When she was between eight and nine, her father came back from sea, and was quite shocked to find his little daughter still a wild, untrained child, unable to write, and only reading very badly, with a strong Scotch accent. So, after breakfast every morning, he made her read a chapter from the Bible and a paper from the “Spectator.” But she was always glad when this penance was over, and she could run off with her father into the garden, and take a lesson in laying carnations and pruning fruit trees.
At last one day her father said: “This kind of life will never do; Mary must at least know how to write and keep accounts.”

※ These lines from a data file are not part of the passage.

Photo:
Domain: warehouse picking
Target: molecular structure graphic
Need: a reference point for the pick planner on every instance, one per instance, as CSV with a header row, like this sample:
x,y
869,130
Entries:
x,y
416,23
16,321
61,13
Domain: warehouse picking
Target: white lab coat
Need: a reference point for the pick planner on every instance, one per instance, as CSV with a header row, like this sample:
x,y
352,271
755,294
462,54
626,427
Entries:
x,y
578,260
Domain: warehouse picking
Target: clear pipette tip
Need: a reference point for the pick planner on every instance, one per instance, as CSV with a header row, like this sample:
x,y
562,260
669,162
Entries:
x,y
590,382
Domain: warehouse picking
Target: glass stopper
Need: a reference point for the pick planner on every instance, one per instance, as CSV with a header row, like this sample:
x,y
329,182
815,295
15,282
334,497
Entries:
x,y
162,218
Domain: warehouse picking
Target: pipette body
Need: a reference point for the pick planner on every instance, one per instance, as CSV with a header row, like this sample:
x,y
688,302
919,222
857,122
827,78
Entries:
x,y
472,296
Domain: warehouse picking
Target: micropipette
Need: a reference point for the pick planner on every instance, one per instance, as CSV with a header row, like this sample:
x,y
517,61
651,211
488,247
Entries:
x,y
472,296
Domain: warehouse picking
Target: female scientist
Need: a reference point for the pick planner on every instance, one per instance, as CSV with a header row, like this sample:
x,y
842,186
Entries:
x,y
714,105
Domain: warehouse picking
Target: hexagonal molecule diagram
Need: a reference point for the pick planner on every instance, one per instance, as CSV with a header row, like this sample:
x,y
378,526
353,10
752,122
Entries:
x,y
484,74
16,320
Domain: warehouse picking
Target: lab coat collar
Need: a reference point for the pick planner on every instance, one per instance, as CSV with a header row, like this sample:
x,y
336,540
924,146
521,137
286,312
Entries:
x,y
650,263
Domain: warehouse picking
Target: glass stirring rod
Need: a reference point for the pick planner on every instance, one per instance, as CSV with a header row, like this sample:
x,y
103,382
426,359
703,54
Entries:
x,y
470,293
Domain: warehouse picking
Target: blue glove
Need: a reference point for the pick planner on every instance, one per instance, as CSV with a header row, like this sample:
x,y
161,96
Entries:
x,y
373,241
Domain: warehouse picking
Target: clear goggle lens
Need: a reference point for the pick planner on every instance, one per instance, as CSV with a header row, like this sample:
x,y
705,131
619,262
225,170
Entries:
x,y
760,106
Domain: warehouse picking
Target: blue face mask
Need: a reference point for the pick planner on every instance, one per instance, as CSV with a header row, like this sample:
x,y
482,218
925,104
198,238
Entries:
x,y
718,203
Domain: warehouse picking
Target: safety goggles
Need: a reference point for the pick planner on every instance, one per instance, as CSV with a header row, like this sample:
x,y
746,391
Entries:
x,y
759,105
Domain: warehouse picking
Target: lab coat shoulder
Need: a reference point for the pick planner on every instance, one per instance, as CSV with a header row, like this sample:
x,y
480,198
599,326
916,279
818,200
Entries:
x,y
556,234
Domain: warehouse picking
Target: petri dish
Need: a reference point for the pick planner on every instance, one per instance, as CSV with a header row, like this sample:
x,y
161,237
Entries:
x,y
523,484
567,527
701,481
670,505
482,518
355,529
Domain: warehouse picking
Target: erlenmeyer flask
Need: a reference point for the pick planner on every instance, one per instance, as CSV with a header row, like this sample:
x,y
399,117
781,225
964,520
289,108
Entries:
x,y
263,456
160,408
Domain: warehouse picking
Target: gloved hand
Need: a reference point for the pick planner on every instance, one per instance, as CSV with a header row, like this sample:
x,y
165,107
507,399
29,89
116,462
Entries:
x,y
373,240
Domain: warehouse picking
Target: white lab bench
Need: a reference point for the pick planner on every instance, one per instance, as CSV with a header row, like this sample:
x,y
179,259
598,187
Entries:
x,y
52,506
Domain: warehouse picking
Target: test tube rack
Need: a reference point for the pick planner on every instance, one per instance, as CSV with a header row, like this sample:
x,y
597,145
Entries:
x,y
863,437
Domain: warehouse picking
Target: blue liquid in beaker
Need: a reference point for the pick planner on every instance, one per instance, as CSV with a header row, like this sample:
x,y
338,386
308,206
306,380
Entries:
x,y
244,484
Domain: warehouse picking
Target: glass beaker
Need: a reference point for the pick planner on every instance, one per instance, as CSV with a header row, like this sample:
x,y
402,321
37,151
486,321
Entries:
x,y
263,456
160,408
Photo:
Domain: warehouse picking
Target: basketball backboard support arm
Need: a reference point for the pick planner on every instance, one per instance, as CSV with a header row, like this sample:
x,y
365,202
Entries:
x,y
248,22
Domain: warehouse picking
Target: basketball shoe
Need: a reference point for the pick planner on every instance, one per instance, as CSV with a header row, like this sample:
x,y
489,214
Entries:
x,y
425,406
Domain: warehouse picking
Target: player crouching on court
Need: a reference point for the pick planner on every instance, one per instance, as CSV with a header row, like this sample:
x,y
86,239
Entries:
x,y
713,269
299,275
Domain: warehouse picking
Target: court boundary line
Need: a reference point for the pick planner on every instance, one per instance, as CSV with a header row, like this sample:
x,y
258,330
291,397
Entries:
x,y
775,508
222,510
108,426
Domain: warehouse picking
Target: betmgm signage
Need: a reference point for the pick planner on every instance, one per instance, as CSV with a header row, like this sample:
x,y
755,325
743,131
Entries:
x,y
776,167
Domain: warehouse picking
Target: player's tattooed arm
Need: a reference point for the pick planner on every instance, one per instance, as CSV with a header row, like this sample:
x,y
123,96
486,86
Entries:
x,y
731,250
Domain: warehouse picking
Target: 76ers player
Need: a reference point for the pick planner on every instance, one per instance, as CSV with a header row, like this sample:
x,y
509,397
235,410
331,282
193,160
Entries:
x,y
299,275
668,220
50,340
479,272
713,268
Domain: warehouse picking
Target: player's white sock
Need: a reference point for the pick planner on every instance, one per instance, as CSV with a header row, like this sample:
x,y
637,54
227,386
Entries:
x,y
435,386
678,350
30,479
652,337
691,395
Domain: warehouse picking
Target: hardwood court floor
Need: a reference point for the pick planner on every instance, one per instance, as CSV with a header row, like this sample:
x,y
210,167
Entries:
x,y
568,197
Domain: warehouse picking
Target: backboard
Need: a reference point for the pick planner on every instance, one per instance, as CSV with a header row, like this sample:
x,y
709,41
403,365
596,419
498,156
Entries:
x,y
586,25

So Mary was sent to a boarding school kept by a Miss Primrose, where she was very unhappy. Fancy the wild, strong Scotch child, used to roaming about the lanes, wandering by the sea at her own will, caring for no lessons but those of Nature, suddenly enclosed in a stiff steel support round her body, a band drawing her shoulders back till the shoulder-blades met, a steel rod with a semicircle passing under her chin to keep her head up, and thus bound up having to learn by heart pages of Johnson’s dictionary; not only to spell the words and give their parts of speech and meaning, but to remember the order in which they came! Such was the strict discipline through which Mary Fairfax passed for one long year. Once home again, she was like a wild animal escaped from a cage, but still unable so much as to write and compose a letter.
When the tide went out, she would spend hours and hours on the sands, watching closely the habits of the starfish and sea-urchins, collecting shells, and wondering at curious marks of fern leaves and shells on blocks of stone. She had no one to tell her they were fossils, or to explain to her their curious forms.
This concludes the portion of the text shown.